La masculinité hégémonique présente certaines caractéristiques, elle se trouve au-dessus des autres masculinités, déterminant comment un homme doit penser et se comporter, notamment la faiblesse et le manque de contrôle entraînent la honte et la marginalisation (Connell, 1995). Donc, il se peut que les hommes itinérants développent aussi une masculinité de type traditionnel et que celle-ci exerce sur eux la même emprise que sur les autres hommes; leurs comportements, leur façon de penser et leurs interactions seraient ainsi influencés par les exigences de ce type de masculinité.

L'identité masculine est aussi influencée par le statut et la classe sociale des hommes (Liu, 2002). Autrement dit, être riche et avoir des biens sont des critères de la masculinité et les hommes agiraient en conséquence, c'est-à-dire en quête de la réussite économique et sa mise en valeur. Dans ce sens, les hommes itinérants risquent d'être perçus et de se percevoir eux-mêmes de manière dévalorisée en raison de leur condition socioéconomique. La construction de la masculinité ne se fait pas toujours en douceur (Connell, 1995). De plus, elle n'est pas seulement une caractéristique identitaire de la personne, elle est présente

dans les relations sociales, dans les institutions et aussi dans les relations de travail. L'auteur remarque aussi que les institutions peuvent se modeler selon la présence majoritaire d'un des sexes.

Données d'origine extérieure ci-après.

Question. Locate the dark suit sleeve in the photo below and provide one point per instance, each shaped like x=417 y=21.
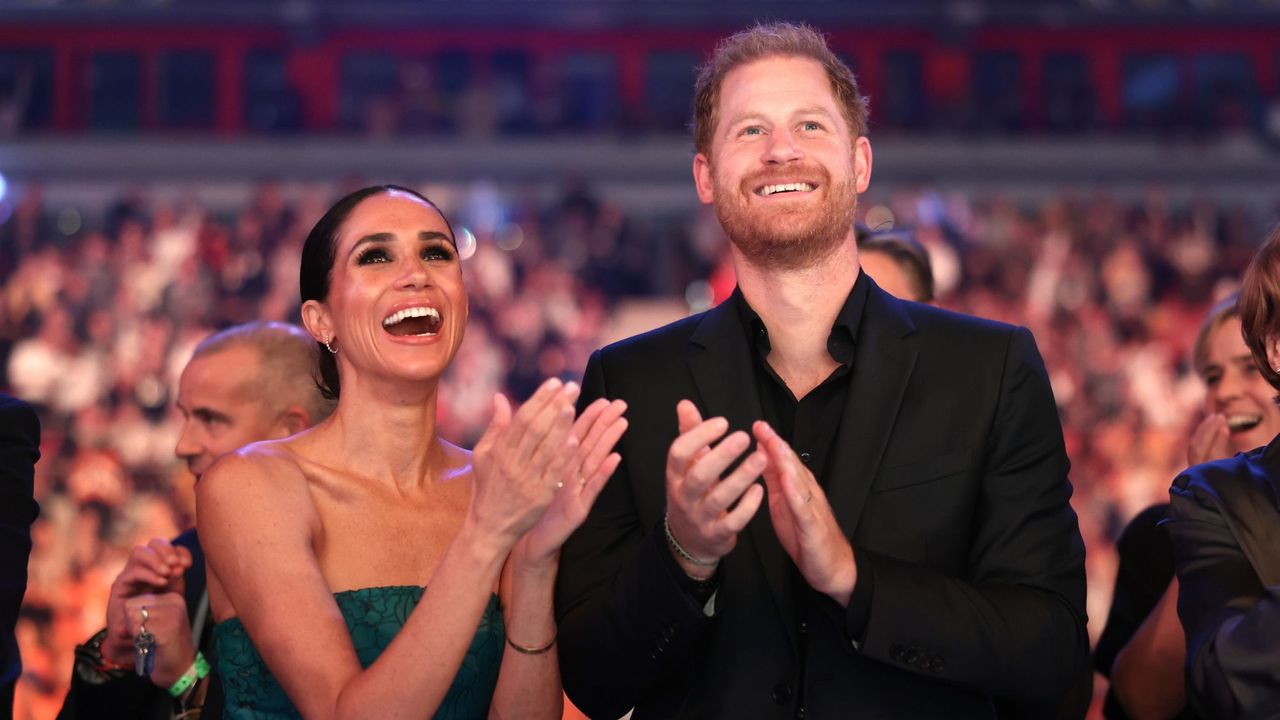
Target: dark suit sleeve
x=1014 y=624
x=626 y=623
x=1230 y=618
x=19 y=449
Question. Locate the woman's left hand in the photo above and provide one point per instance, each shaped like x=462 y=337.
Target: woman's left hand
x=597 y=429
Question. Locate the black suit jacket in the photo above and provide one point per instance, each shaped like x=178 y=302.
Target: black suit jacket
x=124 y=695
x=1224 y=519
x=949 y=475
x=19 y=449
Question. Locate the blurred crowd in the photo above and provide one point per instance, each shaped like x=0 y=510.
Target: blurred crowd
x=97 y=317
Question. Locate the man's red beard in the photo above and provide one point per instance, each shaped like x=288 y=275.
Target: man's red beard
x=775 y=238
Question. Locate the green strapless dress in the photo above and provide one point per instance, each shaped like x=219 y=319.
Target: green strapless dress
x=374 y=615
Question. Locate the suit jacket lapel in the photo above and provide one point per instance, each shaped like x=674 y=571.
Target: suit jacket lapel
x=723 y=373
x=882 y=365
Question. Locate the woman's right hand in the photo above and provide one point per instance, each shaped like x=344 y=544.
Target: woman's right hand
x=1208 y=441
x=521 y=459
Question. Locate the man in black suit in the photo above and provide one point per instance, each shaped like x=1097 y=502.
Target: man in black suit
x=19 y=449
x=242 y=384
x=918 y=555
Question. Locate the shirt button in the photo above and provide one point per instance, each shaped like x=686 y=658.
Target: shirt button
x=781 y=693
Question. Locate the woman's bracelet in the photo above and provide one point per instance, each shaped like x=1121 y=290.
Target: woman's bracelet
x=525 y=650
x=199 y=670
x=680 y=550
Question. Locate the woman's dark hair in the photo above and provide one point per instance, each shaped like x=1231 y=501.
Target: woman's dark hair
x=318 y=256
x=910 y=256
x=1260 y=304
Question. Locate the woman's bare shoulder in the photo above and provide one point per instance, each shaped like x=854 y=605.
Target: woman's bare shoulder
x=268 y=470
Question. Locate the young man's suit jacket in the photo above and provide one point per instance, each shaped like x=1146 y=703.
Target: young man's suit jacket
x=1224 y=519
x=950 y=477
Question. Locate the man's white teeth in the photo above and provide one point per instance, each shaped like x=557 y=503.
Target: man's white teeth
x=411 y=313
x=786 y=187
x=1237 y=423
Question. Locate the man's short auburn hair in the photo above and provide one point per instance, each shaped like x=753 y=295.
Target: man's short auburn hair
x=772 y=40
x=1260 y=304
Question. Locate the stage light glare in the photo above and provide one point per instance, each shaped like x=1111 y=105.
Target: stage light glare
x=510 y=236
x=466 y=244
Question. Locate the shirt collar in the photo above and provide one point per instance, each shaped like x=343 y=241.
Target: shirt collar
x=844 y=332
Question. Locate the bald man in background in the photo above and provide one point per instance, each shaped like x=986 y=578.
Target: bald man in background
x=243 y=384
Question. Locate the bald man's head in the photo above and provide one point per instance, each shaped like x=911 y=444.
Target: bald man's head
x=243 y=384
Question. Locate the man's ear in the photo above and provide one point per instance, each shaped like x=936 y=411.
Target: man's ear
x=1272 y=346
x=315 y=319
x=703 y=178
x=862 y=164
x=292 y=420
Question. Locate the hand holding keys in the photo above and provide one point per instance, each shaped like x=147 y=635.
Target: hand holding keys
x=144 y=647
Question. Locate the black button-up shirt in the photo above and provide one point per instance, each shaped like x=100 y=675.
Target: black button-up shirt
x=810 y=424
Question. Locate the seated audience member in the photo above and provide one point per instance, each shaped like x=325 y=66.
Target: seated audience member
x=1224 y=520
x=242 y=384
x=19 y=449
x=897 y=263
x=1142 y=647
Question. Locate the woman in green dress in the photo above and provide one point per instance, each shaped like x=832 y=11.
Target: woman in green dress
x=366 y=568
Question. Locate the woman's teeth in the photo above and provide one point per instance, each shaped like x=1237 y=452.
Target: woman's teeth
x=1242 y=423
x=414 y=322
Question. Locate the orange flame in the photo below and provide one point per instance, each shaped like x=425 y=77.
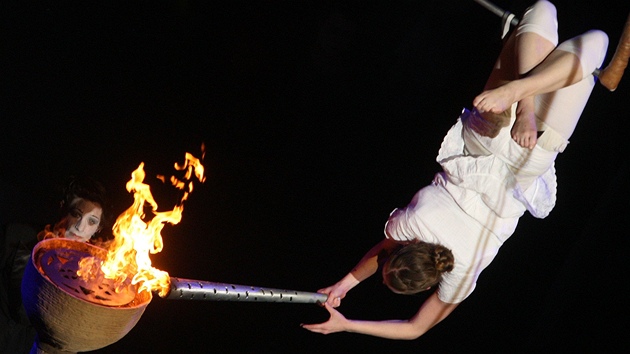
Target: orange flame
x=135 y=239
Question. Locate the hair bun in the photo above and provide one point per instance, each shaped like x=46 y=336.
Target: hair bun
x=443 y=258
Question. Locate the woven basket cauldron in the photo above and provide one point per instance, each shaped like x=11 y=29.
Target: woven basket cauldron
x=65 y=322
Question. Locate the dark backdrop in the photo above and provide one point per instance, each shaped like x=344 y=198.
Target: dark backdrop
x=319 y=118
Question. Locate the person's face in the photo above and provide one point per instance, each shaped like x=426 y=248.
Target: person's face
x=83 y=220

Ainsi, une conception de la masculinité, qui tient compte des interactions et des relations avec les autres, est appropriée dans le cadre de cette étude qui veut comprendre les rapports des hommes itinérants avec les services, parce qu'on peut supposer que, dans le cas des hommes itinérants, la masculinité joue aussi un rôle dans les rapports que ceux-ci entretiennent avec les services et cela, malgré leur niveau de besoins.

L'identité masculine émerge comme un produit des choix que font les hommes parmi l'éventail qui se présente dans leur environnement; ces choix vont la confirmer ou la modifier (Combs, Avila et Purker, 1979 citées par Tremblay et L'heureux 2010). Autrement dit, ces auteurs disent que l'identité masculine n'est pas édifiée seulement par l'influence des facteurs externes, l'homme ne la construit pas non plus tout seul; chaque homme fait ses choix dans ce qui lui est donné, se bricolant ainsi une identité qui lui est propre.